The students of Bayside High are back, and school is queerer and more diverse than ever. With loads of humor and heart, the second season of Peacock's Saved by the Bell reboot, which premiered November 24, handily addresses lingering emotional stress from the lockdowns (although the season occurs in a post-pandemic world) before moving along to the age-old pressing matters of high school like grades, school spirit, and dances. Wrapped in a glimmering package of light and some much-needed silliness in the show are heartfelt coming-of-age stories. While Elizabeth Berkley's Jessie (a guidance counselor in the new series) has always been the socially conscious one of the old group, the series from Tracey Wigfield delves into myriad modern topics around privilege, class, and the radical act of owning one's queer and/or trans joy.
One particular of-the-moment story involves Josie Totah's sassy and independent Lexi finding some solidarity with other LGBTQ+ kids. Always at the ready with a searing rejoinder and sporting the most fabulous haute couture outfits, Lexi is trans, but that identity is just one part of her. In the episode that arrives about halfway through the season, Lexi grapples with how to become involved with the LGBTQ+ community at large while continuing to live her life with as much joy as possible despite the often upsetting daily news cycle. Her solution is to solve transphobia forever by writing the perfect musical. When that intended opus goes awry, she finds middle ground and joy with some queer kids.
"We wanted to tell an evolved, authentic storyline that has to do with this character. We see a lot of stories surrounding trans characters and LGBTQ characters that revolve around trauma. And those stories are very important to tell," Totah tells The Advocate. "But we also want to tell a story of a thriving girl who happens to be from a marginalized community. She happens to be trans, but she has so many components to her."
After she's approached by kids from a regional LGBTQ+ group to stand with them at a protest, Lexi seeks out the advice of Berkley's guidance counselor Dr. Spano, one of the Saved by the Bell originals dating back to the '80s who's still trying to save the environment and take on other social causes 30+ years later.
For Berkley, who starred in the proto-queer camp masterpiece Showgirls and played queer opposite Jennifer Beals in the final season of the original L Word, being a part of LGBTQ+ stories is something she calls a "gift."
"There's no greater gift than to be an artist who can, however small or however great, contribute to showing love in many different ways. I have played roles, whether it be in Showgirls or The L Word, and I feel really lucky," Berkley tells the Advocate. "Someone might say in playing certain roles I've played, 'Oh, that's brave.' To me it's a gift and a treat to be able to help move the needle in any small way, in any big way," she adds.
"I look forward to doing even more projects that do the same, but I personally have felt such support from the community, even if you just take Showgirls alone," she says. "It's been kind of an anthem for the gay community -- the appreciation that I have felt and I think what it has meant in a lot of people's lives, which I think I never quite understood so much as when there was a screening a few years ago. The day that gay marriage became legal, it was at Hollywood Forever Cemetery and I came to speak, and [the love and support] it was so palpable."

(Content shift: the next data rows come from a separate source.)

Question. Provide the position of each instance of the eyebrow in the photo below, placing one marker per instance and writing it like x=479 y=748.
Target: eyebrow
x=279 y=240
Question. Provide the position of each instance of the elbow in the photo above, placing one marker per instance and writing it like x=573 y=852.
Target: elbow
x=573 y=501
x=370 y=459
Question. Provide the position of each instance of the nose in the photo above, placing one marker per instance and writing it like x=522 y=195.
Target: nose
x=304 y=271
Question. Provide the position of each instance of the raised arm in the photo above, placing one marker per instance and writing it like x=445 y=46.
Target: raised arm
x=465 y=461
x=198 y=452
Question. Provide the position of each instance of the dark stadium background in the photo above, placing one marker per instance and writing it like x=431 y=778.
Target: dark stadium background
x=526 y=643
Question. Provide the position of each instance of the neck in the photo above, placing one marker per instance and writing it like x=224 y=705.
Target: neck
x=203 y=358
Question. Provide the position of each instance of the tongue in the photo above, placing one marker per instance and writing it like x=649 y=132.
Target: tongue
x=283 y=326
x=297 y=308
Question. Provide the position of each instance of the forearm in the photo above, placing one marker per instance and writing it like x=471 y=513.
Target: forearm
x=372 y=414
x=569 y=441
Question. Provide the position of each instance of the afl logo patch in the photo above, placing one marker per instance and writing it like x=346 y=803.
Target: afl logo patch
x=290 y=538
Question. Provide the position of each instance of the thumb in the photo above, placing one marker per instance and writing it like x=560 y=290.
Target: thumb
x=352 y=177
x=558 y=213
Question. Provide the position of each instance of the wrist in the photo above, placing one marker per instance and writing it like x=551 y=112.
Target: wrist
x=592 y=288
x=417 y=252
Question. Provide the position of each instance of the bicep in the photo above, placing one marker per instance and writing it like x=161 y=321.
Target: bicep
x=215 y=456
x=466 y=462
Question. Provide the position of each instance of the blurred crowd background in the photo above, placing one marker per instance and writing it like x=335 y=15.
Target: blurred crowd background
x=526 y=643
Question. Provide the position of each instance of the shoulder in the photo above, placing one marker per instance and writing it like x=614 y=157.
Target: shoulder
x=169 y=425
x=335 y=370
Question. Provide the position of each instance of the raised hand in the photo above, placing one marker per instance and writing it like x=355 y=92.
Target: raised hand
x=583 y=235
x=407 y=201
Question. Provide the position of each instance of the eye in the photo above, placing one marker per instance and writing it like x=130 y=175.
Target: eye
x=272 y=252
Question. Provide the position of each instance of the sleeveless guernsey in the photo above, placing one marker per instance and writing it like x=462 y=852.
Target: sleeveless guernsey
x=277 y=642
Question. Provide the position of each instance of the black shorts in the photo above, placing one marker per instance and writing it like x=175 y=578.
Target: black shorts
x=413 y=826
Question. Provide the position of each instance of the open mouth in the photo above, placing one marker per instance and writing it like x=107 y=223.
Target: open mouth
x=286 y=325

With the new Saved by the Bell, which features several of the originals in regular or recurring roles including Mark-Paul Gosselaar as Zack, whose son goes to Bayside, and Mario Lopez as the school's Coach Slater, Totah is able to incorporate her trans identity into the role while also being gifted with with bons mots tailored to her style.
"I just feel so blessed that I've been able to meet people who really understand my voice and are able to weaponize it for the benefit of the show and making it crazier," Totah says of her character who delivers endless zingers.
For Berkley, there's something full circle about playing a role in the series that is deeply funny but also in which most of the characters are at or have surpassed Jessie level of concern about the state of the world that began decades ago.
"When I was playing Jessie as a 15-year-old, as a 16-year-old, as a 17-year-old in the early '90s, there weren't many models of young women speaking out, using their voice to help others, being of service, whether it be the environment, animals, seeking justice for certain people. She did it in an unapologetic way, and it was really kind of a first model of an adolescent girl doing that without being punished," Berkley says. "There were examples of that, but Jessie stood in it bravely and she got teased for it. She often felt alone in it, but it is such a beautiful commentary on how far we've come to see many characters in many different types of shows and films since then who do the same."
"Also on this very show, you see the main characters, these kids who are growing up with that kind of language and permission to use their voice for the greater good in all realms, and it's really moving," she adds.
Episodes of Saved by the Bell's second season are available on Peacock now.